By Cyrus Reed
It may not seem like much is going on at the Texas Legislature right now, with the 84th session still months away and an election between now and then, but budget decisions are being made now that will affect key state agencies, including the Texas Commission on Environmental Quality. Agencies such as the TCEQ are in the middle of submitting “legislative appropriations requests,” or LARs, which will form the basis of the state budget for fiscal years 2016 and 2017. Lone Star Chapter Conservation Director Cyrus Reed recently submitted comments to the TCEQ that would improve air quality and develop clean energy infrastructure in Texas, if adopted.
August 15, 2014
Brief Comments on TCEQ Proposed LAR
Time to Step up to the Plate and Ask for the Money
There is only one large question on TCEQ’s proposed budget: How much money being generated by the Texas Emissions Reduction Plan (TERP) and Low-Income Vehicle Repair Assistance, Retrofit, and Accelerated Vehicle Retirement Program (LIRAP) will TCEQ procure to clean up the air over our major urban centers and promote new technologies like energy storage and natural gas vehicle infrastructure.
TCEQ has chosen in its draft Legislative Appropriations Request (LAR) to not even ask for additional funds for TERP or LIRAP as an exceptional item and only to ask for the base budget amount. I would like to point out that the only reason that TCEQ received $77 million as opposed to $65 million last year because I, and others, worked with Senator Deuell and the Legislature to increase the funding.
The Legislature will be taking a close look at the $800 million in the TERP account and the tens of millions in the Clean Air Account where LIRAP dollars flow, and yet TCEQ is refusing to even suggest additional money they might be able to use to help Texans breathe easier and meet tough EPA ozone regulations. Our skies are cleaner than they were but EPA is scheduled to lower the ozone standard, and it is quite possible that between two and seven additional metropolitan areas in Texas could be required to develop state implementation plans (SIPs) to meet these new standards. Quite simply, TCEQ has an obligation to ask for additional money from TERP and LIRAP.
In addition to TERP and LIRAP, we request that TCEQ acknowledge other impending EPA rules that TCEQ will be tasked with implementing. The broadest and most important is EPA’s proposed Clean Power Plan rule. While only a proposal, and subject to legal challenges, we believe that ultimately some version of this rule will go forward, and TCEQ will need additional staff to help develop a state plan, and coordinate with other agencies, like the State Energy Conservation Office (SECO), Public Utility Commission (PUC), and Railroad Commission, which will be partially in charge of making sure carbon reduction goals and rates are met. We believe that this additional staff, verification and measurement and other aspects could be written as a contingency item, and should also include funding from TERP for the Energy Systems Lab at Texas A&M University and SECO to help verify reductions from energy efficiency and renewable programs.
Specific Requests:
- Exceptional Item for LIRAP. TCEQ should ask for the full $40 million per year for each year of the budget, if not more. With one county already having left the program, unless TCEQ and the legislature restore funding, this important program to get “smoking” vehicles off the road will die a slow death, and the promise will die with it.

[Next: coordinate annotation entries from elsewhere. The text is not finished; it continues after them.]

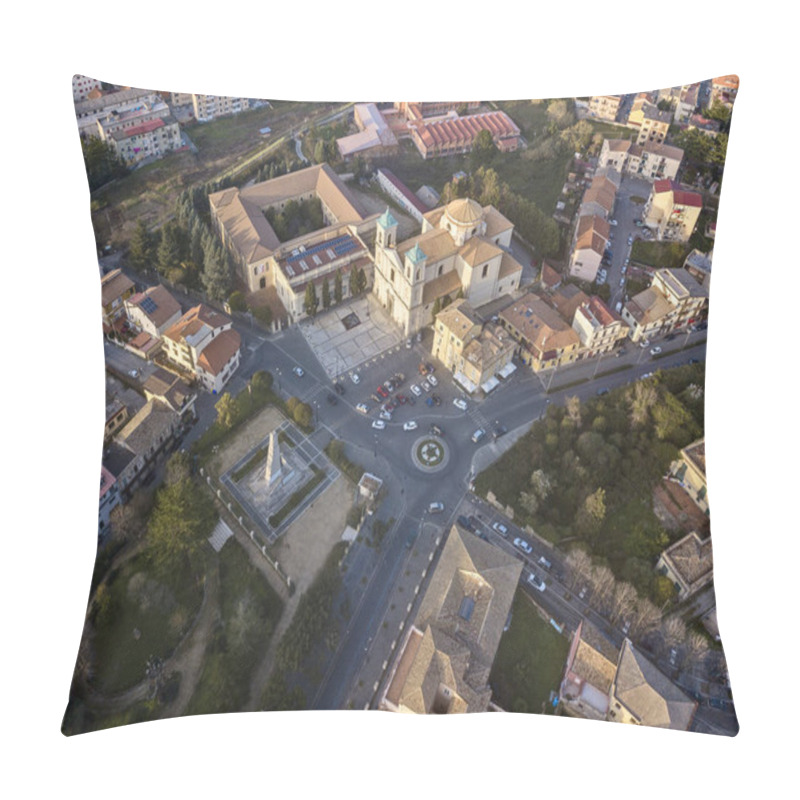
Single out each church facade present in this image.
[373,198,522,336]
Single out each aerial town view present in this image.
[62,75,739,736]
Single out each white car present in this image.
[514,537,533,555]
[492,522,508,536]
[528,572,547,592]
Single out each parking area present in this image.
[300,294,403,379]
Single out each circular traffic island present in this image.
[411,436,450,472]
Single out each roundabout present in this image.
[411,436,450,472]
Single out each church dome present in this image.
[445,197,483,225]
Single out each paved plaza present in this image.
[300,294,403,379]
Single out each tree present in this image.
[333,268,342,304]
[303,281,319,317]
[214,392,238,430]
[81,136,128,191]
[157,222,181,275]
[128,219,153,269]
[228,289,247,311]
[203,242,231,300]
[147,478,217,573]
[322,278,331,310]
[164,453,192,486]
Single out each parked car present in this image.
[492,522,508,536]
[514,536,533,555]
[528,572,547,592]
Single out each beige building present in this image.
[656,531,714,600]
[569,215,611,283]
[162,304,241,393]
[192,94,253,122]
[373,198,522,336]
[433,299,516,394]
[622,269,708,342]
[668,438,709,515]
[606,639,697,731]
[208,164,375,312]
[379,526,522,714]
[572,295,630,358]
[642,180,703,242]
[499,292,581,372]
[589,94,622,122]
[125,284,181,338]
[598,139,683,181]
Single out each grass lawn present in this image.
[489,590,569,714]
[631,239,690,269]
[187,539,283,714]
[94,555,203,694]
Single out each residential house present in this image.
[433,299,516,394]
[667,438,709,515]
[379,526,522,714]
[598,139,683,181]
[656,531,714,600]
[642,180,703,242]
[163,304,241,393]
[606,639,697,731]
[125,284,181,339]
[572,295,629,358]
[622,269,708,342]
[499,292,580,372]
[569,215,611,283]
[711,75,739,106]
[192,94,254,122]
[373,198,522,336]
[100,269,135,333]
[589,94,622,122]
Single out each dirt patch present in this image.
[210,406,283,475]
[274,475,355,596]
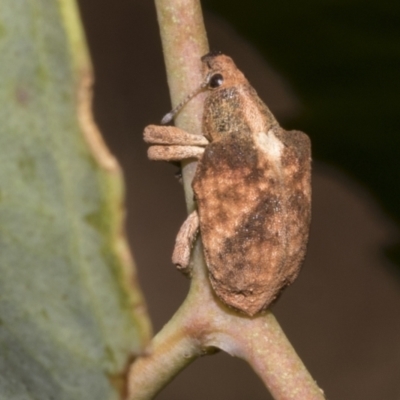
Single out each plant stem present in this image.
[128,0,324,400]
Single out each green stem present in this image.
[128,0,324,400]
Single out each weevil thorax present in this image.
[202,53,278,141]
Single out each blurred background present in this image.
[79,0,400,400]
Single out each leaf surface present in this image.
[0,0,150,400]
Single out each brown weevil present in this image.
[144,53,311,316]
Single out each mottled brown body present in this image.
[145,54,311,316]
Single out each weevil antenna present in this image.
[161,74,211,125]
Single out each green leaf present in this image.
[0,0,150,400]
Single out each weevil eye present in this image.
[208,74,224,89]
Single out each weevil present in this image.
[144,53,311,316]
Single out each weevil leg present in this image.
[143,125,208,161]
[143,125,208,147]
[172,211,200,273]
[147,145,204,161]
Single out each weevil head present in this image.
[201,51,247,91]
[201,52,273,142]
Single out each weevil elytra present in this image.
[144,53,311,316]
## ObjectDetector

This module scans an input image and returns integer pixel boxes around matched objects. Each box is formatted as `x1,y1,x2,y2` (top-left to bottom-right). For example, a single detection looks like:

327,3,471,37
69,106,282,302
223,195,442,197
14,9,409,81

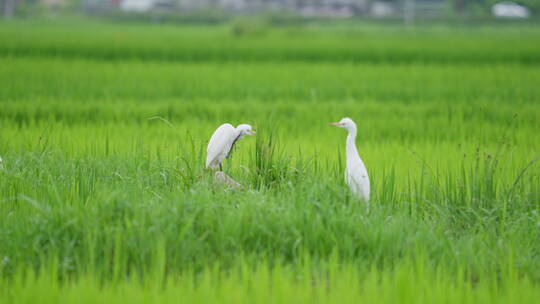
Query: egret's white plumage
206,123,255,169
332,117,370,202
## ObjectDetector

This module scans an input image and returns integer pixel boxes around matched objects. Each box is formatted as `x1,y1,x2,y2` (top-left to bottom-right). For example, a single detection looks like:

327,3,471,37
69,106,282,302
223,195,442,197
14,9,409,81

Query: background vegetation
0,21,540,303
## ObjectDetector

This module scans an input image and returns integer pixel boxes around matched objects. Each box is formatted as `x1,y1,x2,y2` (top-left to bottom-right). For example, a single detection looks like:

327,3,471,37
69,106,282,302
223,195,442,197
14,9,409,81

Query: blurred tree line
0,0,540,17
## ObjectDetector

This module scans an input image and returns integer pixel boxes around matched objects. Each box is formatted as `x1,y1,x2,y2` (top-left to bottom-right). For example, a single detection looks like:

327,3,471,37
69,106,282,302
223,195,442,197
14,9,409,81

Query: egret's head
236,124,257,137
330,117,356,131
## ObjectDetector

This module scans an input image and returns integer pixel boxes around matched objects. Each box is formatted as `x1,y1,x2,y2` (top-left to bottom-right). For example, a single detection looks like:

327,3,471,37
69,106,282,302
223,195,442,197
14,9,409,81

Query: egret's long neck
346,128,359,160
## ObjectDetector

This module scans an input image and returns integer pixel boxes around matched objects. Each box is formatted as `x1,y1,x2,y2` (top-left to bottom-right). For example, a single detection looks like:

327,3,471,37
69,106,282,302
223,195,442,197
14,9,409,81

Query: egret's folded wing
206,123,235,167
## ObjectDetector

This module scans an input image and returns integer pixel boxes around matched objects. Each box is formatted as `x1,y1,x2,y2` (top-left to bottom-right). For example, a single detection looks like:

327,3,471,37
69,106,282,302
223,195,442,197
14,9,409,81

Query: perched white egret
331,117,370,202
206,123,256,171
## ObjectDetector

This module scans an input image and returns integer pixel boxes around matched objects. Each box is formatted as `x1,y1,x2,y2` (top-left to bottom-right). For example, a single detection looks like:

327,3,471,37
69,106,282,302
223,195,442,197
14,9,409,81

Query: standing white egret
331,117,370,202
206,123,256,171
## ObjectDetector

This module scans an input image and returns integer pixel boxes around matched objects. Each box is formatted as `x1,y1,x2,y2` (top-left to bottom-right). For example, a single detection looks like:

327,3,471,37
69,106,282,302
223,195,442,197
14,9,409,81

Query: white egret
331,117,370,202
206,123,256,171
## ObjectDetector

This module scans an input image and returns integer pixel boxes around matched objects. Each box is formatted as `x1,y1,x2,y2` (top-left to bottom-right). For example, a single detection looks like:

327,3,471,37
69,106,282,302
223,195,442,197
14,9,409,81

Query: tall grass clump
0,21,540,303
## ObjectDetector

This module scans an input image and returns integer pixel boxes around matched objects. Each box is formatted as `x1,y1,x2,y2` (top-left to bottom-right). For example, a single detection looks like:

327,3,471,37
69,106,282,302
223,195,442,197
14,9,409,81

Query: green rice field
0,20,540,303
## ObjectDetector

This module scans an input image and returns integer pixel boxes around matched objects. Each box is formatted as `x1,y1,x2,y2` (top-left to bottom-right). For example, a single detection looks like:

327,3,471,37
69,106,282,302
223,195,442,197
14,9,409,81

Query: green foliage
0,22,540,303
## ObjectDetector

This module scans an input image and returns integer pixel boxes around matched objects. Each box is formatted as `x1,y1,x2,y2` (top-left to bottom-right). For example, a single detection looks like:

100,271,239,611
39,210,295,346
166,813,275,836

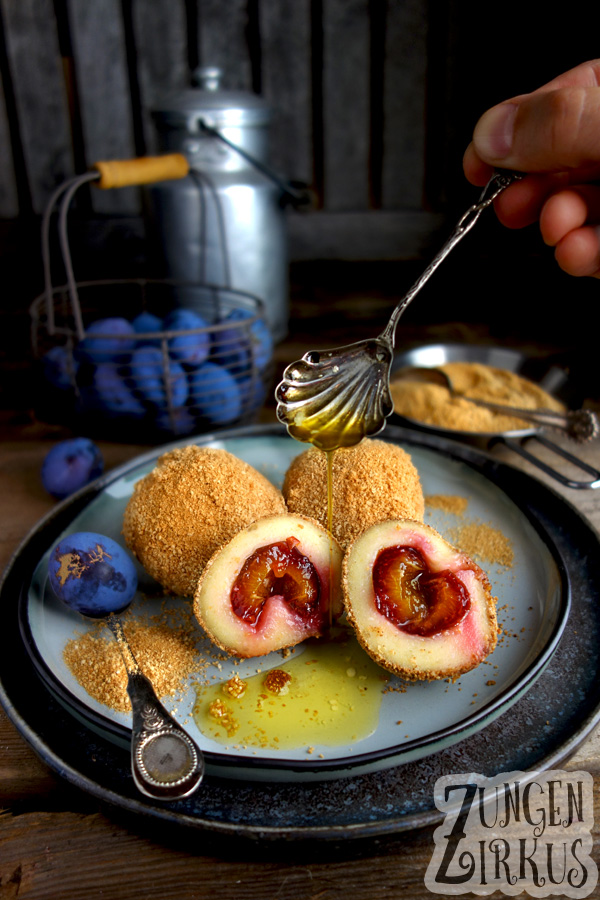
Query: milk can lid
152,66,271,131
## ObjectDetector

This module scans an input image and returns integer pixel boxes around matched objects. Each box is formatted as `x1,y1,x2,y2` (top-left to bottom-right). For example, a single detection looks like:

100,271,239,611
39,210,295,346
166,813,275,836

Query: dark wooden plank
1,0,73,213
68,0,140,214
323,0,370,211
133,0,190,154
0,84,19,219
198,0,252,90
288,210,443,261
382,0,427,209
260,0,313,183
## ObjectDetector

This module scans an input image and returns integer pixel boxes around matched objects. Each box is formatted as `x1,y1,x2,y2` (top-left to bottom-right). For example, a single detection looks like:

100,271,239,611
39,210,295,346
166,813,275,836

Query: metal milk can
148,68,289,340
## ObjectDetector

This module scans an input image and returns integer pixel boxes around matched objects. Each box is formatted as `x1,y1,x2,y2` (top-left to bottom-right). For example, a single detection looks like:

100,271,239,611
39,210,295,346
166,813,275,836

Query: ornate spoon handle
107,615,204,800
380,171,523,349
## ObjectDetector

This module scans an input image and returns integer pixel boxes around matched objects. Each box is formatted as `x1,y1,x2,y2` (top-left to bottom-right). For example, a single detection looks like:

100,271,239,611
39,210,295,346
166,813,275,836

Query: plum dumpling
194,514,342,657
342,519,498,680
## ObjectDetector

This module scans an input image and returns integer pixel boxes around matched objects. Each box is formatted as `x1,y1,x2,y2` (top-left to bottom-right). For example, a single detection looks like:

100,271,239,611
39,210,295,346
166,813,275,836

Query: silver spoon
48,531,204,800
395,366,600,443
275,172,523,450
106,613,209,800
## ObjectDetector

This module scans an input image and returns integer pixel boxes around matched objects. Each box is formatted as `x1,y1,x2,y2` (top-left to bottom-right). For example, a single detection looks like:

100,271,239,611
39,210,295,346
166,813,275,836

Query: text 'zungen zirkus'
425,770,598,898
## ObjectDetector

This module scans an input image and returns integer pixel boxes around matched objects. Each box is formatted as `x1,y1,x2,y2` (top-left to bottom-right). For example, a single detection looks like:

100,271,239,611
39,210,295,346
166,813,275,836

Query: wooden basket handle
92,153,190,190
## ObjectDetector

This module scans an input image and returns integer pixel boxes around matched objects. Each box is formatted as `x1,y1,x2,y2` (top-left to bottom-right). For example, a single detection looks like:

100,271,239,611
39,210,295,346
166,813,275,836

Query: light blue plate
21,427,569,781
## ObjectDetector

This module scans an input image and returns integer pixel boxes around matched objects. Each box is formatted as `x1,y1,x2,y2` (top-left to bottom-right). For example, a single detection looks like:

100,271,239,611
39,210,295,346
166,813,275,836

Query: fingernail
473,103,517,162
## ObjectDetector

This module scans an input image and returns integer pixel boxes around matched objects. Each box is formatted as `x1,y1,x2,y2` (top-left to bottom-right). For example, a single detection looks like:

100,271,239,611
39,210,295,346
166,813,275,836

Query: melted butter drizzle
193,629,388,753
326,450,336,628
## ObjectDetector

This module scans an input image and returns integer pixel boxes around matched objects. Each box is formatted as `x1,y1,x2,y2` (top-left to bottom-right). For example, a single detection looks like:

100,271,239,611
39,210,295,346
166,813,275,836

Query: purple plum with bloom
42,438,104,500
48,531,138,618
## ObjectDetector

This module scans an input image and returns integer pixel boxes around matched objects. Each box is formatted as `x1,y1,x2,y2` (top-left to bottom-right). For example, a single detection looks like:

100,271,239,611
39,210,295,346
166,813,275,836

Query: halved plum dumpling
342,519,498,681
194,515,342,657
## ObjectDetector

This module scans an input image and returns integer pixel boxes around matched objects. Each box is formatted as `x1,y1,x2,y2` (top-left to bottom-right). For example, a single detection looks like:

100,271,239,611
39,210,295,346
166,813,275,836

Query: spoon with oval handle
48,532,204,800
275,172,523,450
394,366,600,443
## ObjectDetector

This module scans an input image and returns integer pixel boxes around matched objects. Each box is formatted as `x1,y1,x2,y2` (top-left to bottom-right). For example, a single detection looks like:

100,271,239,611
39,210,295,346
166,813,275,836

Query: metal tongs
395,366,600,443
275,172,523,450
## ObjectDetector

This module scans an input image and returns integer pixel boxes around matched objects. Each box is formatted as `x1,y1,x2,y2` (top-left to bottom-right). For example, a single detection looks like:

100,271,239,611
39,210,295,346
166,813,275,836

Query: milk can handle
197,118,311,209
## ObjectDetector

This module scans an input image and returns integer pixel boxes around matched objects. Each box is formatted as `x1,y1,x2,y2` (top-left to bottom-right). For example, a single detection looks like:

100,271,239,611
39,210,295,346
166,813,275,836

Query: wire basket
31,279,272,439
30,164,273,441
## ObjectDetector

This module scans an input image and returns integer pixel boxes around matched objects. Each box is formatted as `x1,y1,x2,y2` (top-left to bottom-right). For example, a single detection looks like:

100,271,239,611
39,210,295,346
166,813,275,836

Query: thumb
473,87,600,172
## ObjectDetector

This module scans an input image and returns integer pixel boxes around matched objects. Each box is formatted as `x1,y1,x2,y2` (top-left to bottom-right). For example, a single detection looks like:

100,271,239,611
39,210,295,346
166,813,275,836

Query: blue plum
90,363,145,417
131,310,163,347
189,362,242,425
215,309,273,372
42,438,104,500
42,346,78,391
129,347,189,408
77,317,136,363
48,531,138,618
163,309,210,366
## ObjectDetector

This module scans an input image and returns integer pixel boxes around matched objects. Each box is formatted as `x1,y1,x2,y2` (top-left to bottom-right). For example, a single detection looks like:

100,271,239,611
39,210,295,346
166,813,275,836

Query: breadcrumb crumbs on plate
452,522,514,568
425,494,469,516
63,610,208,712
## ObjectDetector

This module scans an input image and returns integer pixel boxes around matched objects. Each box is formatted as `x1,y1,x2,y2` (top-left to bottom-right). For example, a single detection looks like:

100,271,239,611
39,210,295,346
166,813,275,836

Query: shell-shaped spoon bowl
275,172,522,450
275,337,394,450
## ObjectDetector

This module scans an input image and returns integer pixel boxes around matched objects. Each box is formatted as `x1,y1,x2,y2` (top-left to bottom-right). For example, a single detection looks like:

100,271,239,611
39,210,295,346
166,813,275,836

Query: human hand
463,60,600,278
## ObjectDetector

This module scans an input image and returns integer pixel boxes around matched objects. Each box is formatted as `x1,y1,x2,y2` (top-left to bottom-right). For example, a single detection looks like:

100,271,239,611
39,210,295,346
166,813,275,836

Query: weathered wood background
0,0,600,408
0,0,600,253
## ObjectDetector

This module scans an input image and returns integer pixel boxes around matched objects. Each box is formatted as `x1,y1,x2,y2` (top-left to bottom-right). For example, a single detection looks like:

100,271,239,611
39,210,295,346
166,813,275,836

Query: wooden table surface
0,334,600,900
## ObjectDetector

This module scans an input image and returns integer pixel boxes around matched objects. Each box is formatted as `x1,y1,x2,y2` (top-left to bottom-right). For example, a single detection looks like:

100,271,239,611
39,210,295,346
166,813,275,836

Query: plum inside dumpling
194,514,342,657
342,519,498,680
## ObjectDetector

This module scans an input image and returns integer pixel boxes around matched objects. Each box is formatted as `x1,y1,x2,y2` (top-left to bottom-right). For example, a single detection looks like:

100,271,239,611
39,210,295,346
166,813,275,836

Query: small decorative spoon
275,172,523,450
106,613,204,800
48,531,204,800
397,366,600,443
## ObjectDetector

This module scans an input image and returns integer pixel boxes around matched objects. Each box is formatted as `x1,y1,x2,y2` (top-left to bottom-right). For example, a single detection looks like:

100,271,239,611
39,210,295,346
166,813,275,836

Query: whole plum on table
42,438,104,500
48,531,138,618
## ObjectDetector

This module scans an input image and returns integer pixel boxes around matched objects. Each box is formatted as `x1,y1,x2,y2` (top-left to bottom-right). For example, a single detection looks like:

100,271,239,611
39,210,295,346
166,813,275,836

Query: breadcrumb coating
282,439,425,549
123,444,286,597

- Exceptional item for TERP. We believe that TCEQ should ask for a large amount of the TERP balance in 2016 and 2017. We would suggest $200 million per year, which would “buy down” 50% of the fund balance. Because the TERP program ends in 2019, coming up with a four-year plan to fund the program is important.
- Exceptional item for new EPA regulations. We believe that with both ozone standards and carbon regulations being implemented in 2016 potentially, TCEQ should ask for additional funding for staff, modeling and verification of programs that help meet the new goals. We suggest between $1-$2 million for TCEQ, and $2 million – funded out of TERP – for the Energy Systems Lab to verify carbon and other pollutant reduction savings from energy efficiency and renewable programs. While ESL has the ability to generate these numbers, they have not been “truth-tested” and additional money for studies and measurement and verification steps are needed.
Sierra Club believes that TCEQ must ask for money for TERP and LIRAP and to implement new EPA regulations.